TF: I've been in contact with RYP since he was booted off a Facebook group page — The Vulture Club — dedicated to the expat journo and aid worker community. I watched an exchanged with him and the group's founder who, to be honest, had become a bit of a fascist. When Robert got banned, I thought, "Hey, this guy is the granddaddy of this stuff, a treasure trove of experience and probably the most valuable source of information for people who are heading into dangerous places." I picked a fight with the admin, got booted and, the next day, founded the New Vulture Club and pretty much the whole population, including RYP defected over.
Robert and I struck up an online friendship and dialogue and started conspiring. We agreed we should get in on a project together and I started flogging the idea to Rocco at Vice. When South Sudan lit off in December, I started hounding Rocco and Robert got Machot in line. We knew we had something big and set off to do it. We didn't know Vice would run so big on this, and we were busy working on this as a chapter in a much bigger story. Stay tuned for that.
Travelling and working with Robert was quite easy and I enjoyed it immensely. He's an old hand and it was refreshing to spend some time in the field with someone who has a sense of humor, while still being intensely focused on the subject.

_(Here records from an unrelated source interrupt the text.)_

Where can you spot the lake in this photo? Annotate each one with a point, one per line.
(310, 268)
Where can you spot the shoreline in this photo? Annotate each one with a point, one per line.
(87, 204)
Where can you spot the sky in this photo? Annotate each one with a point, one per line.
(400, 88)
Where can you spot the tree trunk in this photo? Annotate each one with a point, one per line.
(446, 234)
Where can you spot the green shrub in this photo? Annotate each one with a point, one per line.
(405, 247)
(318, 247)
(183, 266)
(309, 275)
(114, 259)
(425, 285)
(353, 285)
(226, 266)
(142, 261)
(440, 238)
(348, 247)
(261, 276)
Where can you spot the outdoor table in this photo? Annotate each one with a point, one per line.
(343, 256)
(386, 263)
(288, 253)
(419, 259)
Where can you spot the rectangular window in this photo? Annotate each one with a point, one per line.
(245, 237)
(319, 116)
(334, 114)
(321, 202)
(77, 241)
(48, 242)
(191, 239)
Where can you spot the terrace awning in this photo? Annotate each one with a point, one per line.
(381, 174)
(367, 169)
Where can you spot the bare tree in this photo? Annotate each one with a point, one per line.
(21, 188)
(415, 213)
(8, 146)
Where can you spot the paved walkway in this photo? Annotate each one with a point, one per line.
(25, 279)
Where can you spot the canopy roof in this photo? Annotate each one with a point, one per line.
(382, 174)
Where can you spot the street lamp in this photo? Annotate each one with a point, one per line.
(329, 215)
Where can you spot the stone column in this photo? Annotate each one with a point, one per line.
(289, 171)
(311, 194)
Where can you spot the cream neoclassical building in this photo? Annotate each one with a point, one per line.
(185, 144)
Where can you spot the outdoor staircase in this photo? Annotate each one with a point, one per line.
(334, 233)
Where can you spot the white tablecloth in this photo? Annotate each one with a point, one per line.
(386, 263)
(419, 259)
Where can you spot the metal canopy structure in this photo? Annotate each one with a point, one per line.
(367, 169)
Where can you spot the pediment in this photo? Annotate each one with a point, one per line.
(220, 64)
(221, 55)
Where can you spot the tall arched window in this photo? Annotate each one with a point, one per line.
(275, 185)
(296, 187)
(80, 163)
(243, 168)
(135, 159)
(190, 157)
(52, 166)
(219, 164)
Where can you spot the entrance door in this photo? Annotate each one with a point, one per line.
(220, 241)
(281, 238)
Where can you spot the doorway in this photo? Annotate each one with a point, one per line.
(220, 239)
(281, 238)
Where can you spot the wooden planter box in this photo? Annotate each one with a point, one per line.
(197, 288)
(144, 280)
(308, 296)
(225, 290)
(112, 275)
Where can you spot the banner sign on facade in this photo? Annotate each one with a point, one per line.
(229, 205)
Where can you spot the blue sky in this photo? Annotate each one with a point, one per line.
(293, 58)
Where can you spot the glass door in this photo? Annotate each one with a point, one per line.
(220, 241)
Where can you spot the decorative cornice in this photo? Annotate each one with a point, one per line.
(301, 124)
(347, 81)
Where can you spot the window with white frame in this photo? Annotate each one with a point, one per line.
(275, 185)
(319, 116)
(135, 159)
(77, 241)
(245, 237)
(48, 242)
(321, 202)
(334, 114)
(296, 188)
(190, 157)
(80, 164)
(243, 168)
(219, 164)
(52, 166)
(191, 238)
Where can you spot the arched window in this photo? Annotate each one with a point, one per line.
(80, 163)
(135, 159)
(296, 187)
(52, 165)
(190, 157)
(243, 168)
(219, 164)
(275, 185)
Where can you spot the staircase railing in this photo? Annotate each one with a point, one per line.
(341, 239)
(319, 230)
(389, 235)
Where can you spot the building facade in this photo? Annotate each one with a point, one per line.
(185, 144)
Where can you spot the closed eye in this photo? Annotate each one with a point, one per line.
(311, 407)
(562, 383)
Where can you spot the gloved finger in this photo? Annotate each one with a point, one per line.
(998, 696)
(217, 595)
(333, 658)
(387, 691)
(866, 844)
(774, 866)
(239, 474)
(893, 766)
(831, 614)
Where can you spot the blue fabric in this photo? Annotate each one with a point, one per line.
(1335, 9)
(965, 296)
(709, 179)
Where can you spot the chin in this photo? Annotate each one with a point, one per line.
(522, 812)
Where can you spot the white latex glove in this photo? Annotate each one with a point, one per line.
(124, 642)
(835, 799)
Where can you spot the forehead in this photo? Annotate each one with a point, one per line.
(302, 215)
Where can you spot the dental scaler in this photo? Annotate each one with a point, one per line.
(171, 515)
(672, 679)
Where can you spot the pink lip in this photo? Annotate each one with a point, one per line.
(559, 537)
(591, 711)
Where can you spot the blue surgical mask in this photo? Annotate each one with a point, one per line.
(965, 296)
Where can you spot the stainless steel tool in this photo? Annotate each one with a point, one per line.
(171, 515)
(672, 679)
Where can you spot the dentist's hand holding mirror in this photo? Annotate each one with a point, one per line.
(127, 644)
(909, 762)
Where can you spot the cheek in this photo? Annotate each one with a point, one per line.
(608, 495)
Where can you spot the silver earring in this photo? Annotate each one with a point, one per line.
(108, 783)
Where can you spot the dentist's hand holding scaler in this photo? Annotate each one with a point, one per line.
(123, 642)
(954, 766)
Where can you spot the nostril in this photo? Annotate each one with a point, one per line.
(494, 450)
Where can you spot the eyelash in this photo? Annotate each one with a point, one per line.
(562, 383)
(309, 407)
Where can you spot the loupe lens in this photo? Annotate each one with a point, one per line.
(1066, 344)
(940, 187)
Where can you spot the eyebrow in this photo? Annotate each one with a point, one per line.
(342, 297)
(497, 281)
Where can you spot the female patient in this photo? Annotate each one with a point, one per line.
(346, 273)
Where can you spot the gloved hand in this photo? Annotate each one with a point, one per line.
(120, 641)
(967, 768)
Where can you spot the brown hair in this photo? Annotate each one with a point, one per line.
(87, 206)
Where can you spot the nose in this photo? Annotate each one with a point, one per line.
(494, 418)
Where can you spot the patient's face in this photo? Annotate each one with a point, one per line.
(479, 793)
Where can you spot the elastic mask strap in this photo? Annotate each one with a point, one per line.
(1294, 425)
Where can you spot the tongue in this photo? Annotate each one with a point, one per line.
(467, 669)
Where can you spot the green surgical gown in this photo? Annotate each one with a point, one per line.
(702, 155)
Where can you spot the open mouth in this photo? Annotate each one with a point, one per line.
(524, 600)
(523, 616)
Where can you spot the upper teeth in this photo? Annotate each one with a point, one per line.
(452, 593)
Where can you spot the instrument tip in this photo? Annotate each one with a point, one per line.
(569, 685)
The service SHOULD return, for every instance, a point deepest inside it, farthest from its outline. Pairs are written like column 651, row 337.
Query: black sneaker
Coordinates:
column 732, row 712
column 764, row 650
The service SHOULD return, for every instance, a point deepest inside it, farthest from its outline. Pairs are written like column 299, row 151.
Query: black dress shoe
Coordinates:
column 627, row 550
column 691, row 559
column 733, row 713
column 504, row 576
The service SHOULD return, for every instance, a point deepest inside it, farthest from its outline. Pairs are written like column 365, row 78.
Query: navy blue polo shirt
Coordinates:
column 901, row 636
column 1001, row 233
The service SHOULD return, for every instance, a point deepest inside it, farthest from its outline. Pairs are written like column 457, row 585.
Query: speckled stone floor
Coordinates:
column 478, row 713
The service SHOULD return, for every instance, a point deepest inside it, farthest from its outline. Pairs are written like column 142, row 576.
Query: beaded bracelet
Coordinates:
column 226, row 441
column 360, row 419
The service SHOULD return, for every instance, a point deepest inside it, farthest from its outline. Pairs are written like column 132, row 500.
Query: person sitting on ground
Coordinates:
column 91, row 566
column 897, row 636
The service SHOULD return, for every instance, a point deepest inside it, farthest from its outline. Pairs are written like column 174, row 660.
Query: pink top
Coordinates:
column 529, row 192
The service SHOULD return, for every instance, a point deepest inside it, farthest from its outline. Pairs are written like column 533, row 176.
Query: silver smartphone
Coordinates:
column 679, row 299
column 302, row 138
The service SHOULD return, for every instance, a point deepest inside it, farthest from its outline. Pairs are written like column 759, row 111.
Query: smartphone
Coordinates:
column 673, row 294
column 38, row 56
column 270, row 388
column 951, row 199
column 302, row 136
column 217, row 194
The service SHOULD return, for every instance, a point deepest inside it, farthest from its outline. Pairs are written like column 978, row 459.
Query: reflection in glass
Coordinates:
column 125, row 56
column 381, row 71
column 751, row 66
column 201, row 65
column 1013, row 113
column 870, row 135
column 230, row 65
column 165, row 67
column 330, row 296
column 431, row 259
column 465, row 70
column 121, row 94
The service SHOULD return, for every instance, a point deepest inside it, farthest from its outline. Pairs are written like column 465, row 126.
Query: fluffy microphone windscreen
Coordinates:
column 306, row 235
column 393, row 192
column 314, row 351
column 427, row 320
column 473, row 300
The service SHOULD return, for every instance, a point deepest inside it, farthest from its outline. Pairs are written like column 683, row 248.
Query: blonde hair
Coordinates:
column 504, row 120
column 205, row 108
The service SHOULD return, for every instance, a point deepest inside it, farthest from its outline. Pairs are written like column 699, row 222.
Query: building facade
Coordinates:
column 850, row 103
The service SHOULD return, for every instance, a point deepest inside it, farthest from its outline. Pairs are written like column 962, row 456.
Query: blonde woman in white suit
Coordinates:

Now, there's an interesting thread lighting up on Twitter as to whether my portraits of the White Army, "somehow glamourize and legitimize their violence." My position is that portraits are simply pictures. The viewer will see what they want to see and interpret them in the way they want to.
IW: At any point, did you fear for your life?
TF: Again, I don't want to sound macho, but I haven't feared for my life in a long time. I think it may have to do with knowing the warning signs. On this trip, the only time I got a bad feeling was right after the White Army had sacked Malakal. There was the possibility of Ugandan gunships coming in and catching them all grouped together and that made me a little nervous.
IW: How'd you piss off Machot so bad?
TF: I think he was pissed to begin with. We had a daily fight, I think it had to do with his feeling uncomfortable. He really is stuck between worlds. At one point, I realized I had spent much more of my life in his native Africa than he had. He got us into a series of shitty and shittier deals and I spoke up a few times. I think he looked at me as a person to pin his frustration on. He became increasingly frustrated that I was documenting the whole thing. To be fair, he went off on Robert as much, if not more than me.
IW: What stays on the edit room floor?
TF: Mostly the stuff that Western audiences don't want to see. The real snuff stuff, the unpalatable gore. It's a strange thing to say, but there is palatable and unpalatable gore when it comes to the audience.
IW: Is being there as gut wrenching as it looks?
TF: To do this work, it's necessary to separate yourself from the subject matter. It's normal human nature to cry, throw up and run away from images like this. If a photographer does that, the images won't be captured.
For me, the easiest way I can describe it is like a light switch. I turn it off, then work. At some point, that switch has to come back on in order to have a normal life and family. I feel obligated to document what I see because I'm able to.
"Life and Death," Tim's exhibition of the White Army portraits opens at the Ricco/Maresca Gallery in Chelsea, New York on July 10.